We don’t learn much about Dylan’s past, but this is true to the man’s enigmatic character. There’s a scene where he gets cross when his girlfriend finds an album of photos from his childhood and starts looking through it. But he doesn’t want to be Robert Zimmerman from Hibbing, Minnesota, any more. He’s left that nondescript hometown and identity behind and and taken the name of the world’s most celebrated poet. This theme of creating oneself in a chosen persona recurs throughout the movie.
That girlfriend, played here by Elle Fanning, is named here as Sylvie.
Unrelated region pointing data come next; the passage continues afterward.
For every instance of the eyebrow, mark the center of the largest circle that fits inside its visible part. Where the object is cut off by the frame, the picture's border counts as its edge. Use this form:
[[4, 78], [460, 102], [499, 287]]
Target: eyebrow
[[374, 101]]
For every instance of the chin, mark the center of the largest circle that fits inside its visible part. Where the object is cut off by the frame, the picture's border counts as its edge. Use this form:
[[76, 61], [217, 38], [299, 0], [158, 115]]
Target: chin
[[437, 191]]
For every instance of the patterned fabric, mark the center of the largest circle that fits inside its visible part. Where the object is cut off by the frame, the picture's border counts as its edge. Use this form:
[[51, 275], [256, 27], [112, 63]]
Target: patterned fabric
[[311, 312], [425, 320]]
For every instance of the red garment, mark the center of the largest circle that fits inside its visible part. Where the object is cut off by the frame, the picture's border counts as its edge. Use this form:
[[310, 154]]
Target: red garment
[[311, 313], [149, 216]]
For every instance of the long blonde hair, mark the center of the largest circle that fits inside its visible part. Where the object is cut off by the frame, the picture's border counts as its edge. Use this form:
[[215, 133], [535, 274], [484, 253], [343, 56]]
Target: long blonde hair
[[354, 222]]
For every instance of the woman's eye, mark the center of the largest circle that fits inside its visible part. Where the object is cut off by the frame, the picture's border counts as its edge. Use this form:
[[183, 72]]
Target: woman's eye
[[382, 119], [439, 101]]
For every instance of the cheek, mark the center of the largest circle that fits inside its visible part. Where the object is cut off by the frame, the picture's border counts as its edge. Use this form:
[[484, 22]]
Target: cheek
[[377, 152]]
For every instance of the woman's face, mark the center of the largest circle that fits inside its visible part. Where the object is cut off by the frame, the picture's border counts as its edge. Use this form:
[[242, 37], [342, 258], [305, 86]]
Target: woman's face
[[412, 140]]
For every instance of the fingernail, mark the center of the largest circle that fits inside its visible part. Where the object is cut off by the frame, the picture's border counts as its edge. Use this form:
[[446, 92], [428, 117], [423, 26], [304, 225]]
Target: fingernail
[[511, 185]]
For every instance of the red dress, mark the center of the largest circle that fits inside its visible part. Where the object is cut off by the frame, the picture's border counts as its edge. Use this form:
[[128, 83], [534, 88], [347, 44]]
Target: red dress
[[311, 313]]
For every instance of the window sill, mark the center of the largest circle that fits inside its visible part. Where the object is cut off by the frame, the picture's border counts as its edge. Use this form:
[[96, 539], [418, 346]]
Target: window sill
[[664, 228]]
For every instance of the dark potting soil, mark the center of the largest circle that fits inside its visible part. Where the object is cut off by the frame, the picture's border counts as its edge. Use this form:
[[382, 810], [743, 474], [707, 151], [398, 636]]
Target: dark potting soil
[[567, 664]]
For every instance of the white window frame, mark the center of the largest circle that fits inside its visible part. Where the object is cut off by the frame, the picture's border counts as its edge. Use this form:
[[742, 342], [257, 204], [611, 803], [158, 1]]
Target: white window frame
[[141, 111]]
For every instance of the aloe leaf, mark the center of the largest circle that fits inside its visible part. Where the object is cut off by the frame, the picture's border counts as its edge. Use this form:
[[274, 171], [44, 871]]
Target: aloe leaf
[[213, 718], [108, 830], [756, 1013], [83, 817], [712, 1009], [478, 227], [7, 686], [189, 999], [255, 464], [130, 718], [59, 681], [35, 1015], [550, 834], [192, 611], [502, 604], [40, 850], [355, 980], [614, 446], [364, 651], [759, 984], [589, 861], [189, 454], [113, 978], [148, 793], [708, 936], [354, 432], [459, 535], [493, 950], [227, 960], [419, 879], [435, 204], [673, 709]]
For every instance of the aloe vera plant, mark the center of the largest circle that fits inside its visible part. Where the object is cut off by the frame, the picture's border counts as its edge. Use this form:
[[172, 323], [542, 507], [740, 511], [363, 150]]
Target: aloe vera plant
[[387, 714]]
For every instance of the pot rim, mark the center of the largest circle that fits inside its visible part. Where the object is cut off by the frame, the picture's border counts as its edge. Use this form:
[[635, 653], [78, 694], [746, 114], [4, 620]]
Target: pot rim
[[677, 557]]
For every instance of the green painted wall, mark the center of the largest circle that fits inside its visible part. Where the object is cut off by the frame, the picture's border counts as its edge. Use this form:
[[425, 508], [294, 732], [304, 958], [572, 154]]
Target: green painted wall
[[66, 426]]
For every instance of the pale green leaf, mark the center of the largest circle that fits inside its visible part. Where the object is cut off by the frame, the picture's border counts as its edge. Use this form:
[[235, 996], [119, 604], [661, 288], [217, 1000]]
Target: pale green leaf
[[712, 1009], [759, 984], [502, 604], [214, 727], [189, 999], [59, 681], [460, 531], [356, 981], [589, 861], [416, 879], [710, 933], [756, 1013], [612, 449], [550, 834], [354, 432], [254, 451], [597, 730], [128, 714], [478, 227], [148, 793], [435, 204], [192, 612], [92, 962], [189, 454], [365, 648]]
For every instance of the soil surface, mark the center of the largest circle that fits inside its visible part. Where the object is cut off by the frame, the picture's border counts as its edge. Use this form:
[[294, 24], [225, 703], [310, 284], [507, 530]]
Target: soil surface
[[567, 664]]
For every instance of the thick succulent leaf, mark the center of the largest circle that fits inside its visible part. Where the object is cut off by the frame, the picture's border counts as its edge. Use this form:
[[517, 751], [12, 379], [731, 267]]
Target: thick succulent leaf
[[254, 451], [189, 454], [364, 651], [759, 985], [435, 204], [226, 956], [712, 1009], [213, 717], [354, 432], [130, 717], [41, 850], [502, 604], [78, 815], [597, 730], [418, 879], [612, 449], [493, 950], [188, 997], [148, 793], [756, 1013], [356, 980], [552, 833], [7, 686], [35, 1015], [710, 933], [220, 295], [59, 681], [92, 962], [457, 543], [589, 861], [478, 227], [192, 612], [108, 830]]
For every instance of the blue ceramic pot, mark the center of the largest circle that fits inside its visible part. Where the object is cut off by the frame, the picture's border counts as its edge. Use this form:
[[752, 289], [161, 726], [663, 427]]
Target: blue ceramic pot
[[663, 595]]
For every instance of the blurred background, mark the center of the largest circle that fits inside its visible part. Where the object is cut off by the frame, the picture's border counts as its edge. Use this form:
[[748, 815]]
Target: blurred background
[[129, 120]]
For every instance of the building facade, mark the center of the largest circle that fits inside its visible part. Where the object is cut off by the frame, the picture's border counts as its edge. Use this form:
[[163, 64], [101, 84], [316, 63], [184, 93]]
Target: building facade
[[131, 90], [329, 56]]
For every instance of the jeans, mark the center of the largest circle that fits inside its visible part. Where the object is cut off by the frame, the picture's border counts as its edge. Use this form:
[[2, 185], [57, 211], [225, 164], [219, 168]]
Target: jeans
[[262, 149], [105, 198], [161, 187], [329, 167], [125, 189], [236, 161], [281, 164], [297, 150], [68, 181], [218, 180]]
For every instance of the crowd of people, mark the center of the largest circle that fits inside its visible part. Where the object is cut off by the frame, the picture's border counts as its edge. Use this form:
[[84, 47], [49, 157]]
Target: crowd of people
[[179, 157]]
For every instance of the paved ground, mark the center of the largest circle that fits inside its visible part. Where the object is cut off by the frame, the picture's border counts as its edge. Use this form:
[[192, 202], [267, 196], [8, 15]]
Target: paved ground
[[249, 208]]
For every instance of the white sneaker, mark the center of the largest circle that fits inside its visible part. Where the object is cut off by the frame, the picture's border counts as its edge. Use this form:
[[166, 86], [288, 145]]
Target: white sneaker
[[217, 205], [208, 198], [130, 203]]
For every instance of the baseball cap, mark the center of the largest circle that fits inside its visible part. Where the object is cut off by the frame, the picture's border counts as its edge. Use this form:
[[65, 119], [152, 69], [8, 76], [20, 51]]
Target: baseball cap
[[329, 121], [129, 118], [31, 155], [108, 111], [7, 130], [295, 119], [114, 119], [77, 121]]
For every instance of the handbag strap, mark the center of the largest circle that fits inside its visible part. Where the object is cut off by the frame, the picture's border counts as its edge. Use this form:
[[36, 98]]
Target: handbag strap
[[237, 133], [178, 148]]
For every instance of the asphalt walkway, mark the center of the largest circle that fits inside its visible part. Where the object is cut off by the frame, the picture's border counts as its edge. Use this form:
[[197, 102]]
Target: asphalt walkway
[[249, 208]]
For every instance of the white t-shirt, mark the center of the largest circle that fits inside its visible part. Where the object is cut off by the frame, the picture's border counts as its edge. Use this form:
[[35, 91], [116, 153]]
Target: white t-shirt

This was at the request of Dylan himself, because ‘Sylvie’ was not a public figure.
In this Dylan was being gentlemanly, even if his youthful behaviour towards women was not always so. Like any young man on the road to fame and fortune, he wasn’t big on monogamy. It’s interesting to note here that Dylan approved A Complete Unknown, even to the extent of contributing to the script and checking his own lines, so we can safely assume the accuracy of this portrayal.
Dylan’s attitude towards women was a mixture of tenderness and need alongside a combative insistence on sexual and emotional independence. It comes across in his songs: It Ain’t Me Babe, Don’t Think Twice (It’s Alright) and Like A Rolling Stone. Listen to the latter again and be reminded of its gloating belligerence, addressed to a woman. You could say that as well as setting a new direction in political protest music he did likewise with the honest, adult, unromantic love song.
I loved A Complete Unknown and I’m not the only one. It’s already earned a swag of awards and has earned eight Oscar nominations including Best Picture, Best Director (James Mangold), Best Supporting Actor (Norton) and Best Supporting Actress (Barbaro). Director Mangold previously directed the Johnny Cash story Walk The Line, which I also loved, but then I adore a good biopic.
*Baez’ lovely 1975 song Diamonds and Rust is a reflection on their early years.
** I’ve always thought that Dylan is more poet than singer. From the magical lyricism of Love Minus D No Limit to the gritty mean-streets passion of Hurricane and any number of songs in between, he deserved that Nobel.
PS: Actors are credited for playing the parts of Peter, Paul and Mary and also Maria Muldaur. I barely registered P, P and M, who were on the way out anyway, and I totally missed Maria Muldaur.